There's no lessons or games to rush off to. There's no work to do. There's just sleeping in, the light peeking in through the blinds, and the pitter patter of they boy's feet as he has free reign over the house before we get up. (I do not want to know how many cartoons are watched before 9am...)
And there's breakfast. Always the best breakfast, finally prepared with enough leisure and time to get it as close to perfect as the sleep in my eyes allows it to be.
But, of course, having the time doesn't mean I want to spend all the time, and for those Sunday mornings where I don't want to have brunch become lunch, the Dutch baby pancake is the perfect compromise.

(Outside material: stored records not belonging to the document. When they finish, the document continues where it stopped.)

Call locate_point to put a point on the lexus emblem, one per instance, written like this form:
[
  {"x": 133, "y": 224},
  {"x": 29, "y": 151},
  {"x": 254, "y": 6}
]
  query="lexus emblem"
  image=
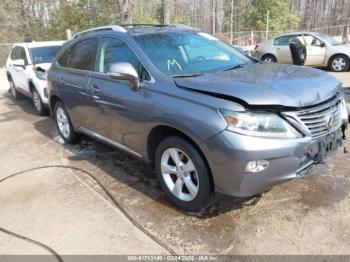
[{"x": 330, "y": 122}]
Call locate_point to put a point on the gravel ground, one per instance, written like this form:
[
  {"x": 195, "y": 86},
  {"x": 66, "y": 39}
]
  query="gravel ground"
[{"x": 305, "y": 216}]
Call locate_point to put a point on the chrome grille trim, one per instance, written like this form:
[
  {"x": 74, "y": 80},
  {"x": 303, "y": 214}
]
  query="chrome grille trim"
[{"x": 314, "y": 120}]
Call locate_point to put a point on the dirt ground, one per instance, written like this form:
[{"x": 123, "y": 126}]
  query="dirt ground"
[{"x": 70, "y": 213}]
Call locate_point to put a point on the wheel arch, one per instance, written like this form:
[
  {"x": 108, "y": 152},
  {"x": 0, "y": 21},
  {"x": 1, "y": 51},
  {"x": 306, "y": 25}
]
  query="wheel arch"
[
  {"x": 337, "y": 54},
  {"x": 159, "y": 133},
  {"x": 53, "y": 100},
  {"x": 268, "y": 54},
  {"x": 8, "y": 75}
]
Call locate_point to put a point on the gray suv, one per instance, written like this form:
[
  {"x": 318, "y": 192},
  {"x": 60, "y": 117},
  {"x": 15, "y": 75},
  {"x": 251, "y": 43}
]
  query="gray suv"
[{"x": 205, "y": 116}]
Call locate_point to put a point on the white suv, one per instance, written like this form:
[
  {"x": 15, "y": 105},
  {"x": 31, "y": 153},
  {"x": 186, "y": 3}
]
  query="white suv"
[
  {"x": 321, "y": 51},
  {"x": 26, "y": 69}
]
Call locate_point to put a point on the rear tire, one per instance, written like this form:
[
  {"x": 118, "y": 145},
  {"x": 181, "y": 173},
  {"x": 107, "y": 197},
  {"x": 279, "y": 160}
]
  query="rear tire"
[
  {"x": 183, "y": 174},
  {"x": 64, "y": 124},
  {"x": 339, "y": 63},
  {"x": 269, "y": 59},
  {"x": 38, "y": 103}
]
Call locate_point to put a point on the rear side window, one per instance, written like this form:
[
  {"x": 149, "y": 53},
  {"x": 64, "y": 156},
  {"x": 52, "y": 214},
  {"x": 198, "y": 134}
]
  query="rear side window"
[
  {"x": 14, "y": 53},
  {"x": 22, "y": 55},
  {"x": 64, "y": 59},
  {"x": 112, "y": 51},
  {"x": 19, "y": 53},
  {"x": 284, "y": 40},
  {"x": 82, "y": 56}
]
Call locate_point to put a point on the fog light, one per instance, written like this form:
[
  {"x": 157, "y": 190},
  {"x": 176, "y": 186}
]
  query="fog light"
[{"x": 256, "y": 166}]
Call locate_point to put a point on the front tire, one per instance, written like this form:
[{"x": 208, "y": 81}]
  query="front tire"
[
  {"x": 38, "y": 103},
  {"x": 183, "y": 174},
  {"x": 64, "y": 124},
  {"x": 339, "y": 63}
]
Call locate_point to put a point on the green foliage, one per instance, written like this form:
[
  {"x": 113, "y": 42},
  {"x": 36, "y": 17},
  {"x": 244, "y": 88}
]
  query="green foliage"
[{"x": 281, "y": 18}]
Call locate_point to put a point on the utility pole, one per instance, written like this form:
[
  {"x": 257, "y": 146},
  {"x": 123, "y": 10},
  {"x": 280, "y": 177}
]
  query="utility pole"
[
  {"x": 267, "y": 24},
  {"x": 165, "y": 12},
  {"x": 231, "y": 22}
]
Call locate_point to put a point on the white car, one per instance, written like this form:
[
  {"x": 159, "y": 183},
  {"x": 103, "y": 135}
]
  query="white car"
[
  {"x": 321, "y": 51},
  {"x": 26, "y": 69}
]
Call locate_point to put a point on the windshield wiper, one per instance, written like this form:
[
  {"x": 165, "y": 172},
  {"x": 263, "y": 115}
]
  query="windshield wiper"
[
  {"x": 187, "y": 75},
  {"x": 234, "y": 67}
]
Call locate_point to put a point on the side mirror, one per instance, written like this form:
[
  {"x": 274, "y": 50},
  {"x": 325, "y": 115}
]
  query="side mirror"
[
  {"x": 19, "y": 62},
  {"x": 124, "y": 71}
]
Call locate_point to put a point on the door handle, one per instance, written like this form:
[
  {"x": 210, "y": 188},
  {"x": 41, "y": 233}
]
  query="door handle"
[{"x": 95, "y": 89}]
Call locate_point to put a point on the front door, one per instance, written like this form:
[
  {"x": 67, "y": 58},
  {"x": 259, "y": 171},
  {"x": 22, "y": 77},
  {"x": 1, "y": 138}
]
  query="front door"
[
  {"x": 74, "y": 81},
  {"x": 281, "y": 45},
  {"x": 315, "y": 51},
  {"x": 118, "y": 107}
]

Quick and easy, this Dutch baby pancake has a hint of cinnamon and lemon and is topped with blueberries.
Blueberry Dutch Baby Pancake
2-3 tablespoons unsalted butter
3/4 cup flour
dash of salt
1/8 teaspoon cinnamon
2 teaspoons lemon zest
3 eggs, beaten
1 cup milk
1 teaspoon vanilla extract
1 cup blueberries
2 tablespoons icing sugar (or thereabouts)
Preheat your oven to 425F. Put the butter in your cast iron skillet (or any other oven safe skillet), and pop it in the oven.
While everything is heating up, combine the flour, salt, cinnamon, and lemon zest in a large bowl. Add the eggs, milk, and vanilla, and give it a good stir until everything is well combined. It will be runny. This is good.
Carefully remove the skillet from the oven, and pour in the batter. Sprinkle the berries over top and bake for 15-20 minutes. (Start watching it carefully around the 10 minute mark. You don't want to come this far only to mess up the part where you bake it). It will puff up and be golden brown when ready.
Remove from the oven (wear mitts or something), and either serve directly in the pan, or put it on a plate to slice and serve. Sprinkle with icing sugar for a glorious final touch.